This drives offshoring, as capital seeks production regimes where they can reduce the cost not just of wages, but of meeting environmental and safety standards. The naive capitalist then claims that the low ball cost of production in unsafe, toxic, politically repressive locations is the "true" cost of labor.
Unions declined in power in the US as the economy moved away from manufacturing, and Reagan set the tone for service unions by firing striking air traffic controllers. By declaring open season on service workers unions, the capital backed Republican right made it clear they weren't going to allow them the same sort of power industrial unions had in the mid 20th c. This political struggle continues today in efforts to raise the minimum wage both nationally and for individual large employers like Walmart and macdonalds.
I cannot comment on the unions for workers in private companies, But I think In my country unions built for public workers and officials are blood sucking leeches on tax payers.
They are highly ideological and so far I have not seen any good coming from them in my line of work. I am forced to enter an union and I have to pay them a good sum for nothing and I cannot leave because they create a mechanism that you will loose benefits if you are not a member (Before they used to give those benefits without a union anyway). There are laws protecting the workers already and I would rather take the chances and deal with my employee on my own when I am in trouble.
Um, no. Factory owners have a lot of power (lobbying, uniqueness, etc) when compared to factory workers. We're talking about a newly industrialized world, with a new working class.
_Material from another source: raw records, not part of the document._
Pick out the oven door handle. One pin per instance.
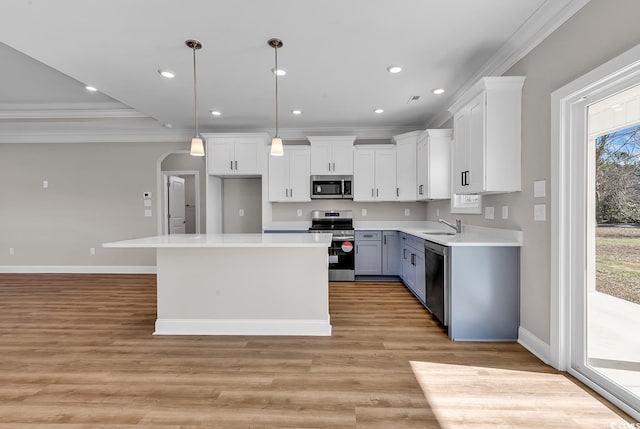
(345, 238)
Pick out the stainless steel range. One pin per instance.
(341, 253)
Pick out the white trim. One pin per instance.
(165, 203)
(303, 327)
(534, 344)
(544, 21)
(80, 269)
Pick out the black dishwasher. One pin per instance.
(436, 261)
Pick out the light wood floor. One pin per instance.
(76, 351)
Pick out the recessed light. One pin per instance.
(167, 74)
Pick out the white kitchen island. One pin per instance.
(240, 284)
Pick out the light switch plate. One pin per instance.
(540, 212)
(539, 188)
(489, 212)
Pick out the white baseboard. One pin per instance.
(303, 327)
(79, 269)
(534, 344)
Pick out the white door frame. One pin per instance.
(569, 182)
(165, 196)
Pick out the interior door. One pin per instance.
(177, 221)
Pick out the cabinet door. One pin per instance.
(368, 258)
(422, 164)
(477, 134)
(420, 280)
(342, 158)
(460, 151)
(246, 156)
(385, 175)
(220, 156)
(279, 178)
(299, 186)
(391, 253)
(406, 171)
(321, 158)
(364, 175)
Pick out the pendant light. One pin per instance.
(276, 142)
(197, 147)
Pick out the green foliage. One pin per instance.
(618, 177)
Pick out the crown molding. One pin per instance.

Their response was to form alliances with each other because they share common interests.
There are many reasons why unions are failing now. Factory workers do not form 80% of the workforce (in the developed world) any more. People now work in various different positions and lines of work, so they don't feel that they have mutuals interests with many others.
Power brings corruption. When the unions gathered a lot of power, we started seeing politicians emerging from the unions to take the power. And gradually they started betraying the people that voted for them and took the unions down with them.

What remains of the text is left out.